Vladimir Uversky obtained his Ph.D. in biophysics from the Moscow Institute of Physics and Technology (1991) and D.Sc. in biophysics from the Institute of Experimental and Theoretical Biophysics, Russian Academy of Sciences (1998). He spent his early career working on protein folding at the Institute of Protein Research and the Institute for Biological Instrumentation (Russian Academy of Sciences). Here, while working on the experimental characterization of protein folding, Dr. Uversky has found that some mostly unstructured proteins can be biologically active.

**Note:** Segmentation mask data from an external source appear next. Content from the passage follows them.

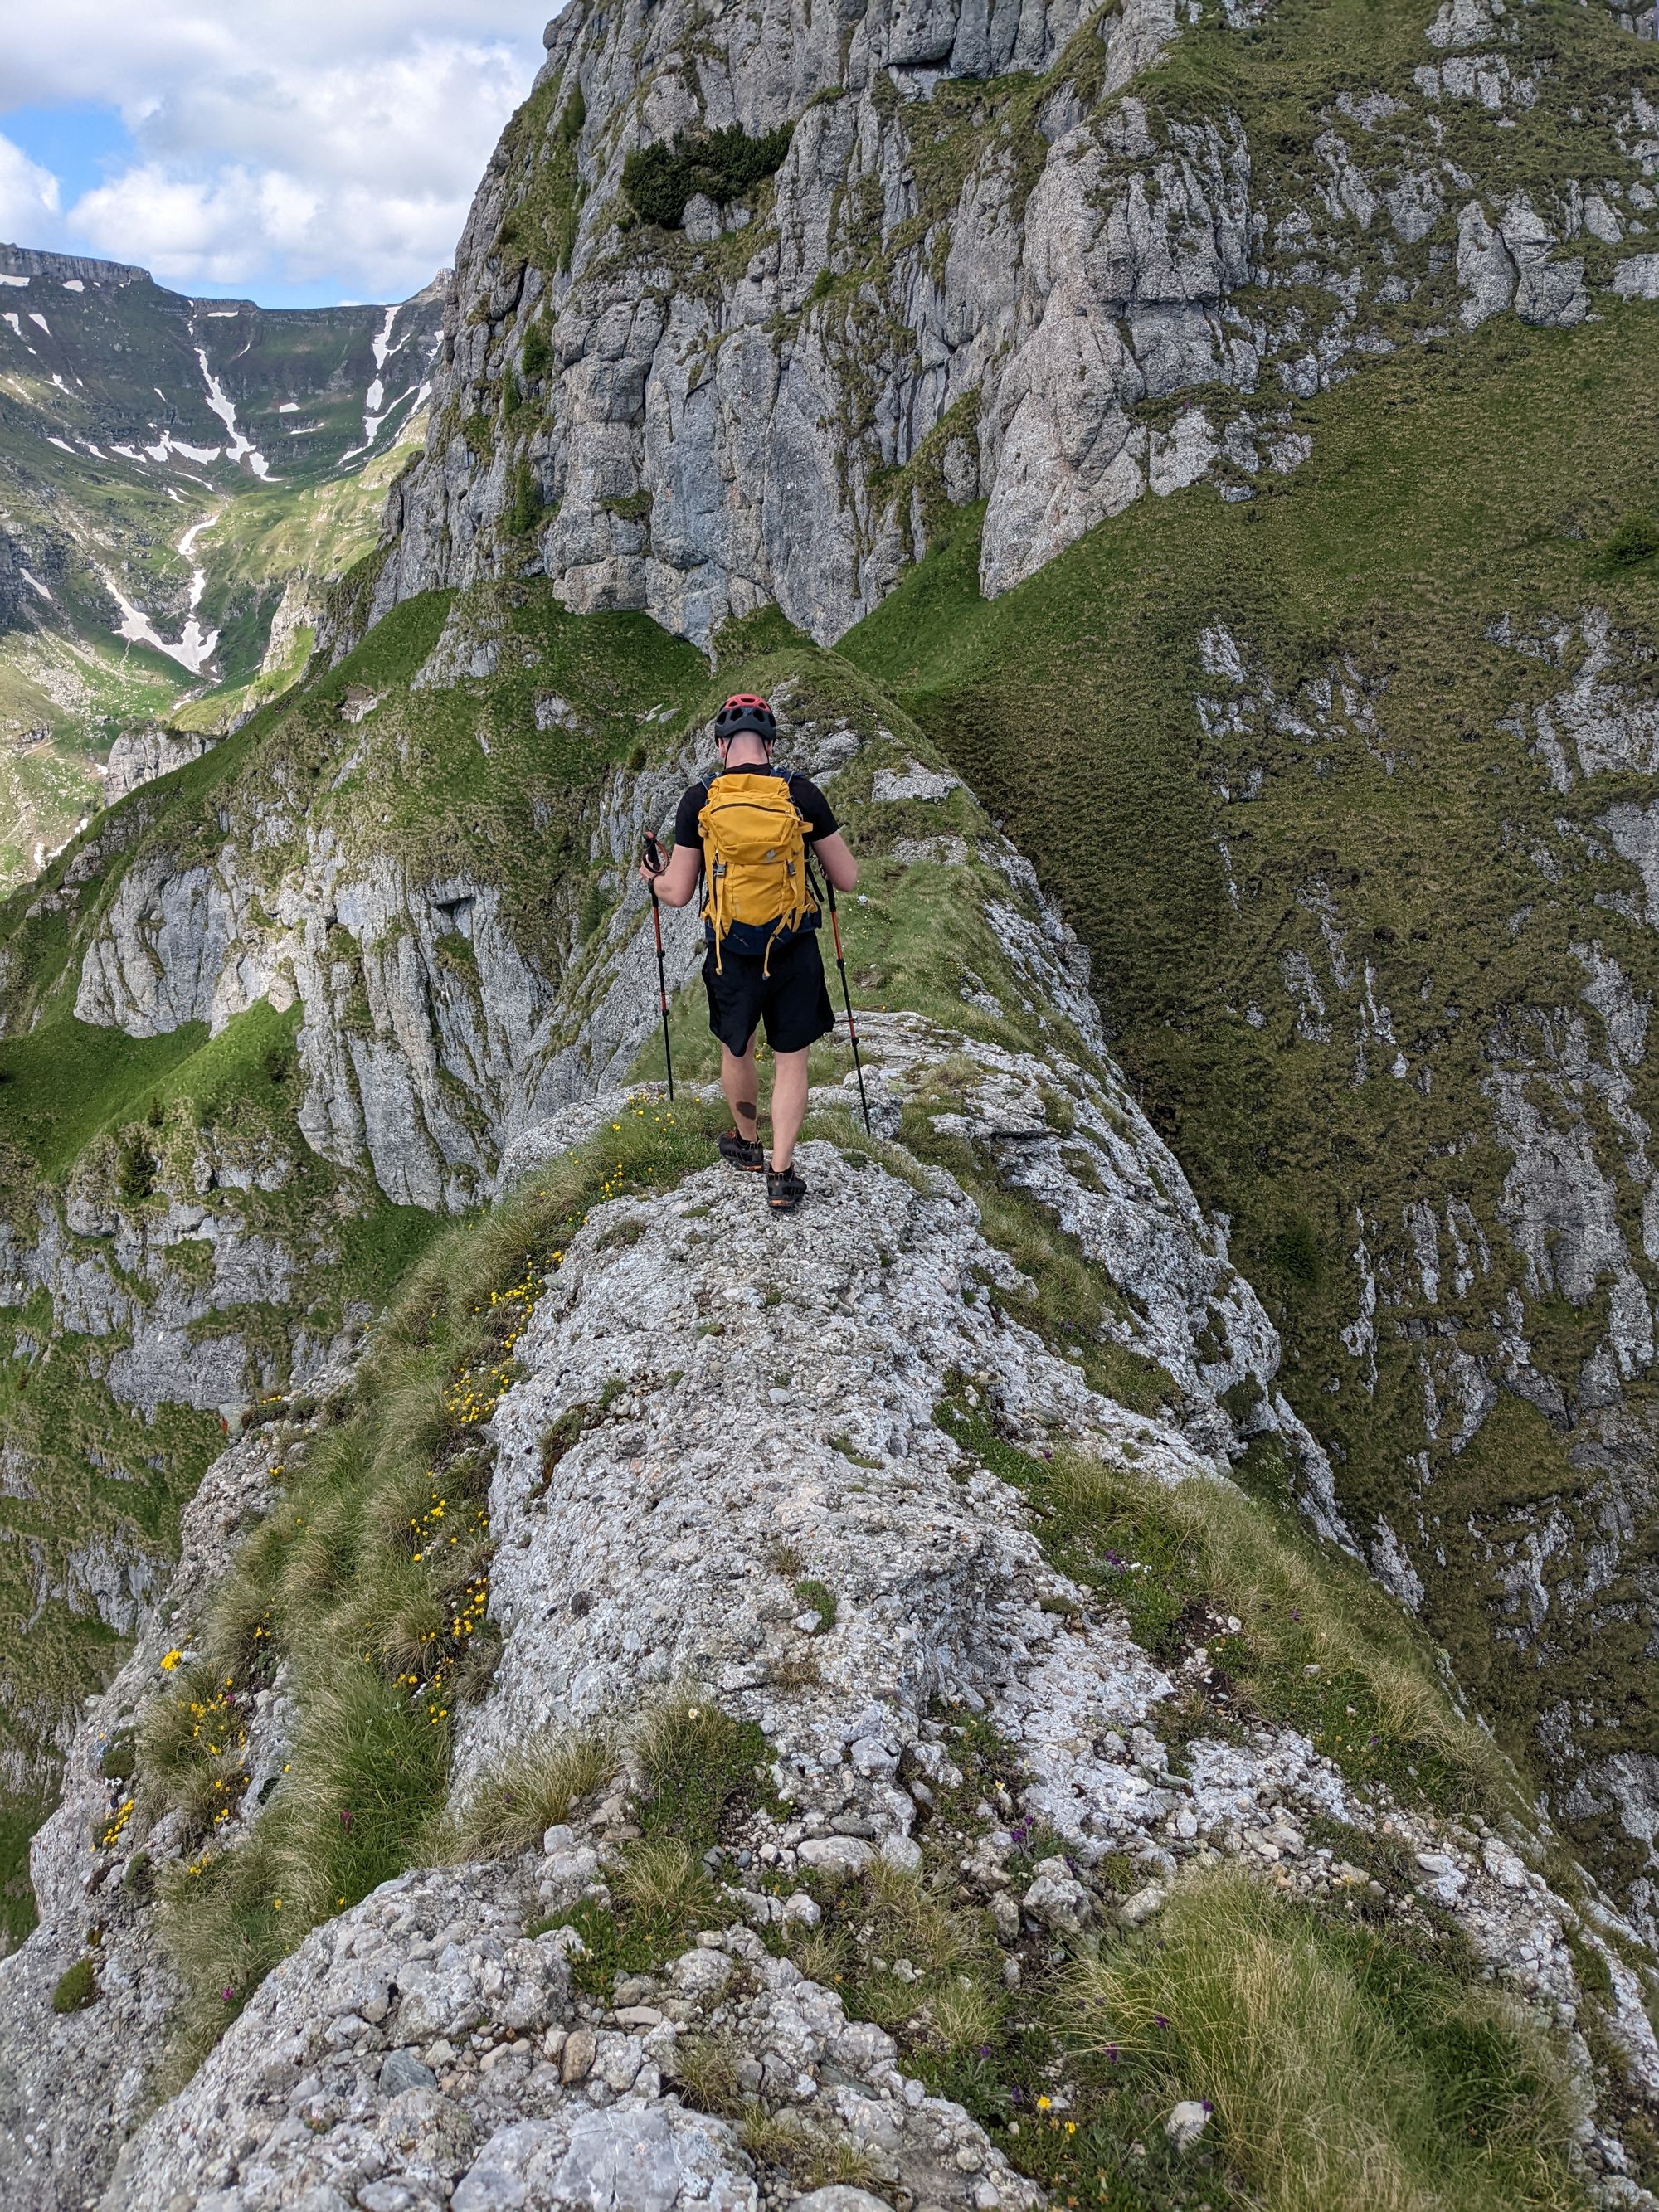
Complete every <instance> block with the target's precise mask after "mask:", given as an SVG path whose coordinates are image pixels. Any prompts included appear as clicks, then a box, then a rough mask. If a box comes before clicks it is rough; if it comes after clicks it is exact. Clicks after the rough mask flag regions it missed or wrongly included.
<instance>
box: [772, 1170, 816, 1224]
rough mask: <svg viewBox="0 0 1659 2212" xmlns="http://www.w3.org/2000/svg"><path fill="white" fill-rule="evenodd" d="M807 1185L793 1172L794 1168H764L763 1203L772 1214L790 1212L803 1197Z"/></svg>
mask: <svg viewBox="0 0 1659 2212" xmlns="http://www.w3.org/2000/svg"><path fill="white" fill-rule="evenodd" d="M805 1194H807V1186H805V1183H803V1181H801V1177H799V1175H796V1172H794V1168H781V1170H779V1168H768V1170H765V1203H768V1206H770V1208H772V1212H774V1214H792V1212H794V1210H796V1206H799V1203H801V1199H805Z"/></svg>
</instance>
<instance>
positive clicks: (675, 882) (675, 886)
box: [639, 843, 703, 907]
mask: <svg viewBox="0 0 1659 2212" xmlns="http://www.w3.org/2000/svg"><path fill="white" fill-rule="evenodd" d="M701 865H703V847H701V845H695V843H692V845H675V849H672V854H670V856H668V865H666V867H664V872H661V874H659V876H653V874H650V869H648V867H646V863H644V860H641V863H639V880H641V883H648V885H650V887H653V889H655V894H657V898H659V900H661V902H664V907H688V905H690V902H692V896H695V891H697V876H699V872H701Z"/></svg>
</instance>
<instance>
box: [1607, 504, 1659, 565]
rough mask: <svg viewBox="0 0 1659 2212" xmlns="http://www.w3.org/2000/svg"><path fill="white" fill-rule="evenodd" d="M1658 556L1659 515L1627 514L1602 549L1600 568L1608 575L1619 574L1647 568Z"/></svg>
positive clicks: (1658, 552)
mask: <svg viewBox="0 0 1659 2212" xmlns="http://www.w3.org/2000/svg"><path fill="white" fill-rule="evenodd" d="M1655 553H1659V515H1626V518H1624V522H1619V526H1617V529H1615V533H1613V535H1610V538H1608V542H1606V544H1604V546H1601V557H1599V562H1597V566H1599V568H1601V573H1604V575H1619V573H1621V571H1626V568H1646V564H1648V562H1650V560H1652V557H1655Z"/></svg>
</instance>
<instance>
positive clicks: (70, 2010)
mask: <svg viewBox="0 0 1659 2212" xmlns="http://www.w3.org/2000/svg"><path fill="white" fill-rule="evenodd" d="M95 1995H97V1975H95V1973H93V1962H91V1960H88V1958H77V1960H75V1964H73V1966H71V1969H69V1973H66V1975H62V1978H60V1982H58V1989H53V1993H51V2008H53V2013H80V2011H84V2008H86V2006H88V2004H91V2002H93V1997H95Z"/></svg>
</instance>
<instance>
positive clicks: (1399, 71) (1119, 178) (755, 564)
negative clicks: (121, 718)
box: [374, 0, 1659, 641]
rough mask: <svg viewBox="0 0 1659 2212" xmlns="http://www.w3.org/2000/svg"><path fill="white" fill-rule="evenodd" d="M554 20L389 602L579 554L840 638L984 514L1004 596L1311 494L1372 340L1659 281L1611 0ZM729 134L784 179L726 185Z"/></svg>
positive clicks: (1535, 314)
mask: <svg viewBox="0 0 1659 2212" xmlns="http://www.w3.org/2000/svg"><path fill="white" fill-rule="evenodd" d="M546 35H549V62H546V69H544V73H542V77H540V82H538V88H535V95H533V97H531V102H529V104H526V106H524V108H522V111H520V115H518V117H515V122H513V124H511V126H509V133H507V135H504V139H502V144H500V148H498V153H495V159H493V164H491V173H489V177H487V179H484V186H482V190H480V195H478V201H476V206H473V212H471V219H469V223H467V234H465V239H462V246H460V254H458V272H456V285H453V292H451V301H449V307H447V321H445V365H442V369H440V383H438V389H436V405H434V420H431V431H429V436H427V451H425V458H422V462H420V467H418V469H416V471H414V473H411V476H407V478H405V480H403V482H400V487H398V491H396V495H394V502H392V515H389V524H392V535H394V546H392V555H389V562H387V568H385V571H383V575H380V584H378V593H376V602H374V604H376V608H383V606H389V604H394V602H396V599H398V597H405V595H409V593H416V591H425V588H431V586H436V584H467V582H473V580H476V577H484V575H520V573H546V575H551V577H553V580H555V582H557V588H560V595H562V597H564V599H566V604H571V606H573V608H584V611H588V608H611V606H641V608H648V611H650V613H653V615H655V617H657V619H659V622H664V624H666V626H668V628H672V630H681V633H684V635H688V637H695V639H699V641H701V639H708V637H710V635H712V633H714V630H717V628H719V624H721V622H723V619H726V617H730V615H745V613H750V611H752V608H757V606H761V604H768V602H774V604H776V606H781V608H783V611H785V613H787V615H790V619H792V622H796V624H799V626H801V628H805V630H807V633H810V635H814V637H818V639H834V637H838V635H841V633H843V630H847V628H849V626H852V624H854V622H856V619H858V617H860V615H865V613H867V611H869V608H872V606H876V604H878V602H880V599H883V597H885V593H887V591H889V588H891V586H894V582H896V580H898V577H900V575H902V571H905V568H907V566H911V564H914V562H916V560H920V557H922V555H925V551H927V544H929V540H933V538H936V535H938V529H940V515H942V513H949V507H951V504H962V502H971V500H975V498H984V502H987V513H984V533H982V546H980V582H982V588H984V591H987V593H989V595H995V593H1000V591H1006V588H1009V586H1011V584H1015V582H1020V580H1022V577H1026V575H1031V573H1033V571H1035V568H1040V566H1042V564H1044V562H1046V560H1051V557H1053V555H1055V553H1060V551H1062V549H1064V546H1066V544H1071V542H1075V540H1077V538H1079V535H1082V533H1084V531H1088V529H1091V526H1095V524H1099V522H1102V520H1104V518H1108V515H1115V513H1119V511H1121V509H1124V507H1128V504H1130V502H1133V500H1137V498H1139V495H1144V493H1146V491H1152V493H1166V495H1168V493H1170V491H1177V489H1181V487H1186V484H1192V482H1199V480H1206V478H1214V480H1219V482H1221V487H1223V491H1228V493H1234V495H1239V498H1243V495H1245V493H1248V489H1250V480H1254V478H1263V480H1265V482H1272V478H1274V473H1283V471H1292V469H1296V467H1298V465H1301V462H1303V460H1305V456H1307V436H1305V434H1303V431H1301V429H1298V427H1296V420H1294V411H1296V400H1305V398H1310V396H1312V394H1316V392H1321V389H1325V387H1327V385H1332V383H1334V380H1340V378H1343V376H1347V374H1352V372H1354V369H1356V367H1363V365H1365V361H1367V358H1374V356H1383V354H1389V352H1394V349H1396V347H1400V345H1422V343H1429V341H1438V338H1444V336H1447V332H1449V330H1473V327H1478V325H1480V323H1482V321H1486V319H1489V316H1493V314H1500V312H1506V310H1513V312H1515V314H1517V316H1522V321H1526V323H1531V325H1540V327H1571V325H1575V323H1579V321H1584V316H1586V314H1588V312H1590V299H1593V292H1613V294H1617V296H1626V299H1628V296H1639V299H1646V296H1648V292H1650V274H1652V265H1659V257H1652V254H1644V252H1641V250H1639V239H1641V234H1644V230H1646V210H1650V206H1652V192H1650V186H1648V184H1646V175H1648V170H1650V166H1652V150H1650V148H1652V117H1655V108H1652V97H1655V84H1657V80H1655V73H1652V60H1650V55H1641V51H1639V44H1637V40H1632V38H1628V35H1626V33H1621V31H1619V29H1617V27H1615V22H1613V20H1610V18H1608V15H1606V13H1601V11H1586V9H1557V7H1517V9H1498V7H1493V9H1486V7H1482V4H1475V0H1467V4H1464V0H1458V4H1453V0H1447V4H1444V7H1442V9H1440V11H1438V13H1433V11H1431V9H1427V7H1425V9H1420V11H1418V9H1411V11H1400V13H1396V15H1389V18H1387V22H1385V24H1383V22H1376V20H1374V11H1367V9H1343V11H1338V13H1336V15H1332V13H1329V11H1314V9H1307V7H1303V4H1294V0H1292V4H1290V7H1281V9H1274V11H1267V9H1265V7H1248V4H1232V0H1228V4H1225V7H1203V9H1201V7H1197V4H1194V7H1177V4H1172V0H1126V4H1121V7H1106V9H1097V11H1079V9H1073V7H1026V9H1013V7H998V9H989V11H987V9H975V7H953V4H938V7H925V9H887V7H874V9H849V11H845V13H841V15H823V13H807V11H801V9H783V7H779V9H772V11H770V13H765V18H757V20H752V22H750V20H743V22H730V24H728V22H726V20H723V18H714V22H710V20H708V18H706V11H699V9H690V7H666V9H648V11H637V9H635V11H630V9H622V11H613V9H606V11H597V13H595V11H593V9H586V7H568V9H564V11H562V13H560V15H557V18H555V20H553V24H549V33H546ZM710 133H734V135H739V137H741V139H745V142H750V144H761V142H765V144H772V146H776V148H779V153H781V139H768V135H770V133H781V135H783V137H787V153H781V157H779V159H774V161H772V168H774V175H772V177H770V179H768V181H763V184H759V186H737V184H728V186H721V184H719V161H717V159H714V155H706V157H699V148H708V146H719V142H717V139H710ZM668 146H675V148H679V153H677V166H675V164H670V170H666V173H664V175H661V177H659V184H657V188H655V192H646V188H644V186H641V184H639V179H635V188H633V192H630V188H628V177H626V175H624V170H626V166H628V159H630V157H635V159H637V155H639V148H668ZM699 159H701V166H699ZM710 164H712V166H710ZM630 175H633V173H630ZM675 179H677V181H675ZM699 181H701V184H703V186H708V190H699ZM710 190H712V192H717V195H719V204H717V201H714V199H710ZM1632 248H1637V250H1632Z"/></svg>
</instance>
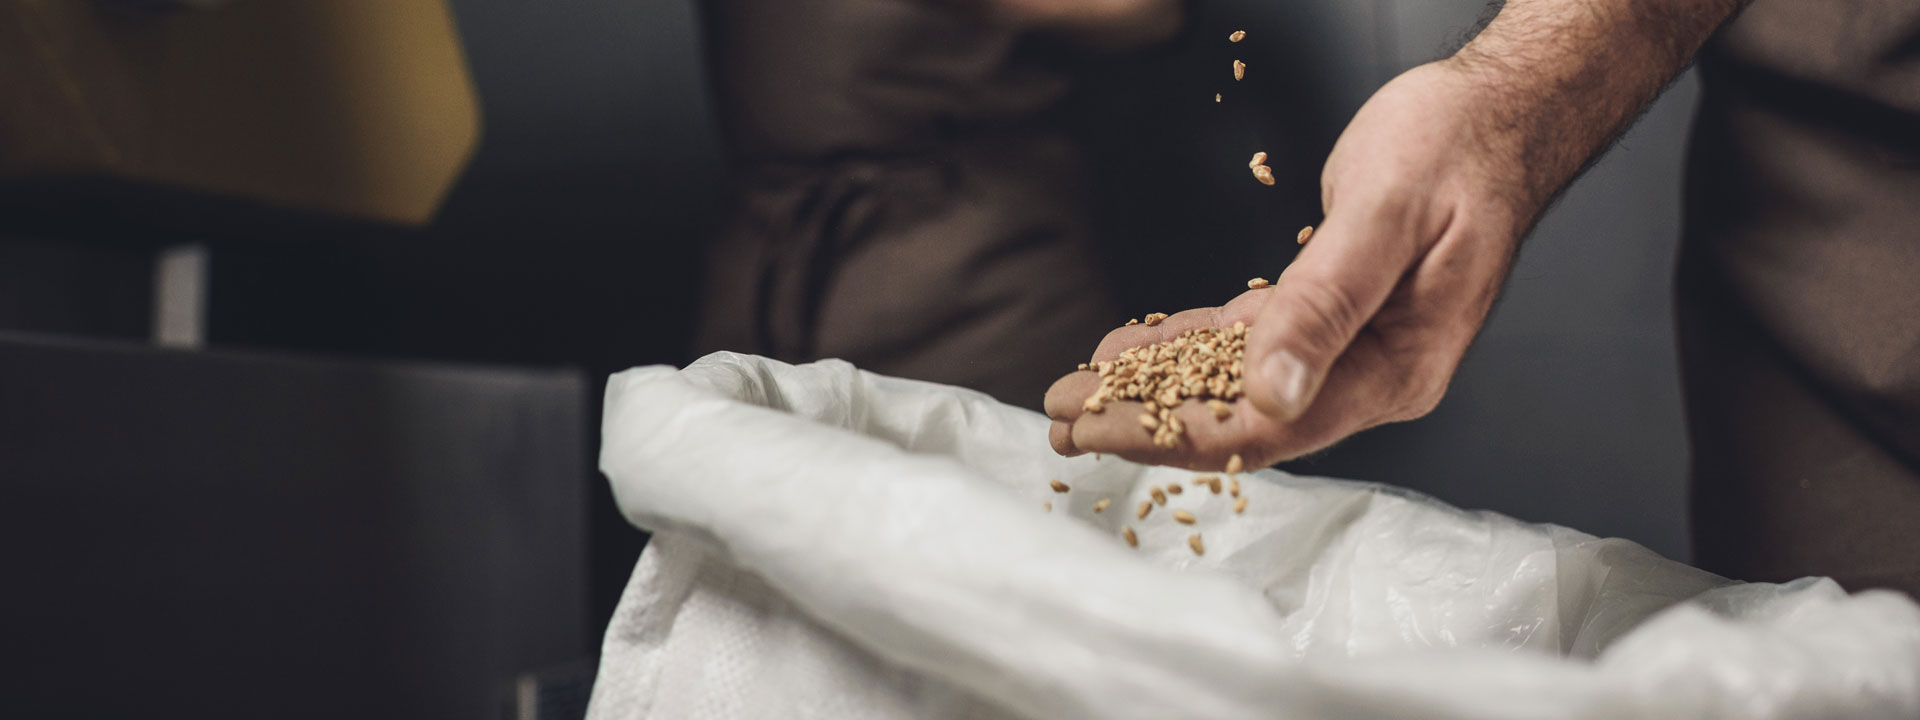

These findings, together with the similar observations of other researchers, eventually forced him to reconsider the generality of the protein structure-function paradigm and to suggest that natively unfolded (or intrinsically disordered) proteins represent a new important realm of the protein kingdom. In 1998, he moved to the University of California Santa Cruz to work on protein folding, misfolding, and protein intrinsic disorder. In 2004, he moved to the Center for Computational Biology and Bioinformatics at the Indiana University–Purdue University Indianapolis to work on the intrinsically disordered proteins. Since 2010, he has been with the Department of Molecular Biology at the University of South Florida, where he is now an Associate Professor. At the University of South Florida, Dr. Uversky has continued his work on various aspects of protein intrinsic disorder phenomenon and on analysis of protein folding and misfolding. He has published over 500 peer-reviewed articles and book chapters in these fields. Dr. Uversky participated in the establishment of the Intrinsically Disordered Proteins Subgroup at the Biophysical Society and the Intrinsically Disordered Proteins Gordon Research Conference. He is an Executive Editor of the Intrinsically Disordered Proteins journal published by the Landes Bioscience.